Spoilers behind the cut
I was tempted by this movie because it is about a newspaper, and I’ve worked in a newspaper office for many years. There is some good satire of the media business, especially the moment when a sign in the office about freedom of speech is replaced with one about a “streamlined age”. But for me it’s all deadened by the overload of false sweetness – plus the fact that all the characters seem to declaim and lecture one another endlessly rather than having remotely believable conversations!
I still think the basic plot is brilliant – a columnist (Barbara Stanwyck) faced with the sack writes and publishes a fake letter to the newspaper from a man using the pseudonym John Doe, who threatens to jump from the top of City Hall in protest over unemployment and corruption in the town. Then a down-and-out (injured sportsman Gary Cooper) is hired to portray the character of Doe, and ends up becoming just as disillusioned as his fictional counterpart. But the whole terrible logic of this story is that “Doe”should end up committing suicide – which I understand is what happened in the original tale, and also in the first-filmed ending – and it seems like something of a cop-out when, instead, John (Cooper) turns back from the brink.

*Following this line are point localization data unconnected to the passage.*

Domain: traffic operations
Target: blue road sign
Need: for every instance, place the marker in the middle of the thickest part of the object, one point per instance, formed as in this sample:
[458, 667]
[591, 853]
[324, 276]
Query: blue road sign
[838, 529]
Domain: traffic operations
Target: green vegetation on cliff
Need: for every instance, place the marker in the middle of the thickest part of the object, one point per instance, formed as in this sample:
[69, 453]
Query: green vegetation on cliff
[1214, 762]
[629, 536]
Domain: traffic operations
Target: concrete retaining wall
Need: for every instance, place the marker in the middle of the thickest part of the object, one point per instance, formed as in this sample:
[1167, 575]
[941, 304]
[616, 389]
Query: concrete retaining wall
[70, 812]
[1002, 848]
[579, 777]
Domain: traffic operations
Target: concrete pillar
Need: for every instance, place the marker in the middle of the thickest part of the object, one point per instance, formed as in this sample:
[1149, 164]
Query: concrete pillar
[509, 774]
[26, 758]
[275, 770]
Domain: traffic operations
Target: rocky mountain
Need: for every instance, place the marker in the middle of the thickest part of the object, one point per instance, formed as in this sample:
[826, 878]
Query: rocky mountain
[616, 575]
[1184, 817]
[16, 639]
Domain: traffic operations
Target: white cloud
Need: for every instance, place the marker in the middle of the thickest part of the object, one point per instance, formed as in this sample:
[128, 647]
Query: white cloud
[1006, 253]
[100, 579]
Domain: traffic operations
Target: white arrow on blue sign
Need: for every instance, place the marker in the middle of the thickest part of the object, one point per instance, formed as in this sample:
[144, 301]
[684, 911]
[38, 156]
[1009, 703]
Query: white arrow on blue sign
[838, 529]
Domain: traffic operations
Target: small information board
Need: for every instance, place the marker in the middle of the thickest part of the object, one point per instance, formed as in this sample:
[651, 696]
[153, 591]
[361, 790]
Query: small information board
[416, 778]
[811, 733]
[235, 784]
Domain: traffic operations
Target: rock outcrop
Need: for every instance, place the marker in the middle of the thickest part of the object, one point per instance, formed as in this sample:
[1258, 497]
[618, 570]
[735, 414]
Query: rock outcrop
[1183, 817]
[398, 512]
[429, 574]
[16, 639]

Part of the plot is a satire on fascism, with thousands of “ordinary John Does” mindlessly following Doe after he gives a supposedly inspiring speech – but this portrayal of ordinary people is again incredibly sugary, with them all apparently being so sweet and good and neighbourly as to be totally unbelievable!
Stanwyck and Cooper are both fine in their roles, and I’d like to see both of them in films which do their talents greater justice.